Principal Scientific Researcher
Considered the founder of the industry, Genentech, now a member of the Roche Group, has been delivering on the promise of biotechnology for more than 40 years. Genentech is a biotechnology company dedicated to pursuing groundbreaking science to discover and develop medicines for people with serious and life-threatening diseases. Our transformational discoveries include the first targeted antibody for cancer and the first medicine for primary progressive multiple sclerosis.
Peak Picking, Data QC and TargetedMSQC
Identifying quality peaks in any omics dataset is important not just identify existince of
protein/peptides but also separate noise and signal. To be able to classify peak which not only
of good intensity but also follow the rules of similarity, shape and other features as defined.
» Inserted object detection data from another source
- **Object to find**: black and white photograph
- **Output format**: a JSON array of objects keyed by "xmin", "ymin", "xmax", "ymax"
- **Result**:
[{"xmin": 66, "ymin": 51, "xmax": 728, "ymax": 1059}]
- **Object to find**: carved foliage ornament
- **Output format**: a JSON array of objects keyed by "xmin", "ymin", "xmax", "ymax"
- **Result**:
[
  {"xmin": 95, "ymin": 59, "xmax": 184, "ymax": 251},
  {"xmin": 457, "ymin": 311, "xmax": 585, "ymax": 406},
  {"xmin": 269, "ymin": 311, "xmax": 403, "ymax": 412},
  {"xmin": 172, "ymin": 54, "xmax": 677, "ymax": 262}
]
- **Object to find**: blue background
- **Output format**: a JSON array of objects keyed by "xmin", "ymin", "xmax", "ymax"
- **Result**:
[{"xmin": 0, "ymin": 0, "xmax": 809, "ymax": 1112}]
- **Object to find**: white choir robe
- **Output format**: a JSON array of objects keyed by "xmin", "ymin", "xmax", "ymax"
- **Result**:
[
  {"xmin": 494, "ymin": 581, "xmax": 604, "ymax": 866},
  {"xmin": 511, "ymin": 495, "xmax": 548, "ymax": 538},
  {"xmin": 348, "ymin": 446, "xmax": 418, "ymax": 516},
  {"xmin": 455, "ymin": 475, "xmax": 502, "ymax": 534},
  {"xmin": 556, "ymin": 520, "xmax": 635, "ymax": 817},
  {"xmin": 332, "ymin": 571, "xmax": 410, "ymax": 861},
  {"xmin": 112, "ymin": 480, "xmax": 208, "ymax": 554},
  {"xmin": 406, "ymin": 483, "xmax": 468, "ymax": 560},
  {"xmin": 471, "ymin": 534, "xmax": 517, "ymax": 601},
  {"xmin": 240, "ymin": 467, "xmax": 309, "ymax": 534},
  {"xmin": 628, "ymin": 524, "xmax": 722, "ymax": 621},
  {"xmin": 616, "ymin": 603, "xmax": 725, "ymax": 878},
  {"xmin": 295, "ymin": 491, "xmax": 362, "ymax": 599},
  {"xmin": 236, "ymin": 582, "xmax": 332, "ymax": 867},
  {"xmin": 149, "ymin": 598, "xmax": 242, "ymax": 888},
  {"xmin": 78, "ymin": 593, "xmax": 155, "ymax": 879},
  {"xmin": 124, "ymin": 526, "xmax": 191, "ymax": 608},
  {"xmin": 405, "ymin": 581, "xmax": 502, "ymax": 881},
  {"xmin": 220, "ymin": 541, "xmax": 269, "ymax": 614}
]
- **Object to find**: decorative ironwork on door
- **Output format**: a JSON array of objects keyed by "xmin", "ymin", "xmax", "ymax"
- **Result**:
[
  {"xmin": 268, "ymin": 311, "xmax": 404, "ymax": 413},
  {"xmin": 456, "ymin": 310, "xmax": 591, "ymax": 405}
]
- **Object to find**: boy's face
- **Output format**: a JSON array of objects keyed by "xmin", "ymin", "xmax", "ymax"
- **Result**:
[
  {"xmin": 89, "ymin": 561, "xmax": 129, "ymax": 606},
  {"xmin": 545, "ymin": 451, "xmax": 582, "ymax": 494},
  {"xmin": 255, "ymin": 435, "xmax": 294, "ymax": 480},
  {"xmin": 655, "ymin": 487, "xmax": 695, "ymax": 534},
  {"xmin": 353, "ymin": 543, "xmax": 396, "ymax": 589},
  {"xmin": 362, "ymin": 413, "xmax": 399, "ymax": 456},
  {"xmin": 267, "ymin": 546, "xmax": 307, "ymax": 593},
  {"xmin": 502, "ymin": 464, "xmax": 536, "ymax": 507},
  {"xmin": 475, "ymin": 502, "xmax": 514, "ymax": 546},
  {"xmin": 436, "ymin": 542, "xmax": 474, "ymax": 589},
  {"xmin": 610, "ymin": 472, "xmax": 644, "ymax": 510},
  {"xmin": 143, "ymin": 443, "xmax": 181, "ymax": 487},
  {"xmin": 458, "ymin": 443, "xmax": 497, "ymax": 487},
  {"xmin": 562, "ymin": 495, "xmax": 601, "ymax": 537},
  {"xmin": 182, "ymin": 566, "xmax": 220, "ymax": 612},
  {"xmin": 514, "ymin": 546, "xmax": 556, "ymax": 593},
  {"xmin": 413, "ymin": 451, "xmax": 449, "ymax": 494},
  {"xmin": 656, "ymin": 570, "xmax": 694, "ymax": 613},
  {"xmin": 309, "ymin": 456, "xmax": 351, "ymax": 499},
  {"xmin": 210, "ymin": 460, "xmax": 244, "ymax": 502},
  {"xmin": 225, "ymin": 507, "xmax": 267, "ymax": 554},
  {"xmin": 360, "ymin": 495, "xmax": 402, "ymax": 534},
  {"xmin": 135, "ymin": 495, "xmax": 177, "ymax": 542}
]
MSnbase and XCMS two packges help deal with this problem in a rule based method which can be
followed to an extent but manual intervention is required for more intensive tasks especially
DIA data acquisition methods are used. Increasing sample sizes also demand the use of tools that
require minimal to no manual intervention and a quick turnaround time in terms human interpretable results
through either visuals or summary tables.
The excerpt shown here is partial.